According to the
2015 InvestmentNews Compensation & Staffing Study, independence is no longer synonymous with ownership as employee advisers now outnumber owners at independent advisory firms.
Our experience at The Advisor Center mirrors these findings—especially when it comes to advisers exploring the RIA space.
In today's marketplace, many financial advisers are affiliated with a broker-dealer and operate under their broker-dealer's corporate RIA. Whether choosing to work as an employee or an independent adviser of the broker-dealer, both sets of advisers carry a series 6 and/or 7 license, are regulated under FINRA and may conduct fee-based (advisory) business as an IAR (66 or 65 license) using their broker-dealer's corporate RIA.
Advisers looking for turnkey solutions for running a commission-based and fee-based practice with the overall support and guidance of the broker-dealer are attracted to the employee full-service model.

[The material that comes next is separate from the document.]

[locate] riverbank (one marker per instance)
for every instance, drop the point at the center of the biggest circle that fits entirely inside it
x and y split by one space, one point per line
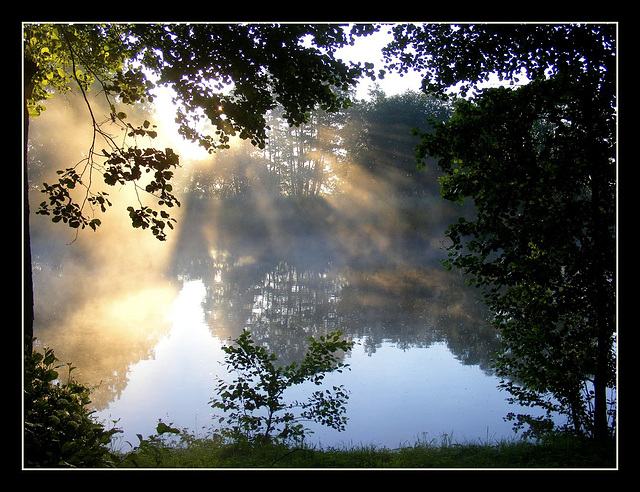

Advisers can offer clients a variety of investment products, managed accounts or packaged products on either a commission or fee basis.
The broker-dealer provides complete and comprehensive support with compliance, technology, advisory guidance, research, reporting, client account billing and back office assistance.

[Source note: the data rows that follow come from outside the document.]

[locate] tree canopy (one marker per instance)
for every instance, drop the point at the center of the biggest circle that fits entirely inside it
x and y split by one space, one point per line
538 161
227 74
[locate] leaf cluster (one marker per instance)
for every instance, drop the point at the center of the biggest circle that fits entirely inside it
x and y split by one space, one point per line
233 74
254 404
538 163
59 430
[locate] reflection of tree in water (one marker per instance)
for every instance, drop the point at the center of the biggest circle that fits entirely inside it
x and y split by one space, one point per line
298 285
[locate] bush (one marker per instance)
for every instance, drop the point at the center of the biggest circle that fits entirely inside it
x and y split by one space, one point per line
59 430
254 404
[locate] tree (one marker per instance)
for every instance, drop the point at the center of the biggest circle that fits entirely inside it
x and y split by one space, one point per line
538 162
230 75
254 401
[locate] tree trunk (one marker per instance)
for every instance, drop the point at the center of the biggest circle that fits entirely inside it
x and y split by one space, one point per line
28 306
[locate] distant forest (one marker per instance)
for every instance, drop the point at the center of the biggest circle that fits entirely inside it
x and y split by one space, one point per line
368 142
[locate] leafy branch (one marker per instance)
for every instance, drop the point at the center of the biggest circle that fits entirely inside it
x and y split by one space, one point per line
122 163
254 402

Since the clearing firm and custodian are fully integrated (in almost all cases), technology is cohesive for the ease of trading, client reporting and operational support.

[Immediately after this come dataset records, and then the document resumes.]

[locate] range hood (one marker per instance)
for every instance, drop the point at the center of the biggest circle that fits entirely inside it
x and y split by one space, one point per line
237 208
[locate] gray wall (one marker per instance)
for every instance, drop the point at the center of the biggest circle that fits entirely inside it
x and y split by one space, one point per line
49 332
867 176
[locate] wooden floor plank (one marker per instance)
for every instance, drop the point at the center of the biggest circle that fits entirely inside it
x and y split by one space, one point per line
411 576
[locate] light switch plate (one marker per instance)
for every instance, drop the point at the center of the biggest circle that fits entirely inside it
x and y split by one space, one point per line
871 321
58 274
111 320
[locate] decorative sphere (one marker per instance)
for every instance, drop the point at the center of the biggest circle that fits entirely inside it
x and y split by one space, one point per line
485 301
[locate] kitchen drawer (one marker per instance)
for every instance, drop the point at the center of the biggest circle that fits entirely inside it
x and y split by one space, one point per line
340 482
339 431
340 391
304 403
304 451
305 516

Wirehouse Advisers Lean Toward Corporate RIA
The majority of wirehouse advisers who are looking to break away still rely heavily on their commission business. The move to the independent arena is a large move in and of itself. Dropping one segment of the business at the same time is often too much of a change. Many advisers also have an emotional connection to their clients and the revenue they have generated. Moving to a broker-dealer RIA corporate model is often less disruptive.
The bottom line: Advisers have more business models in the independent space than ever to choose from. Broker-dealers are expanding their architectures to meet the needs of advisers seeking greater independence.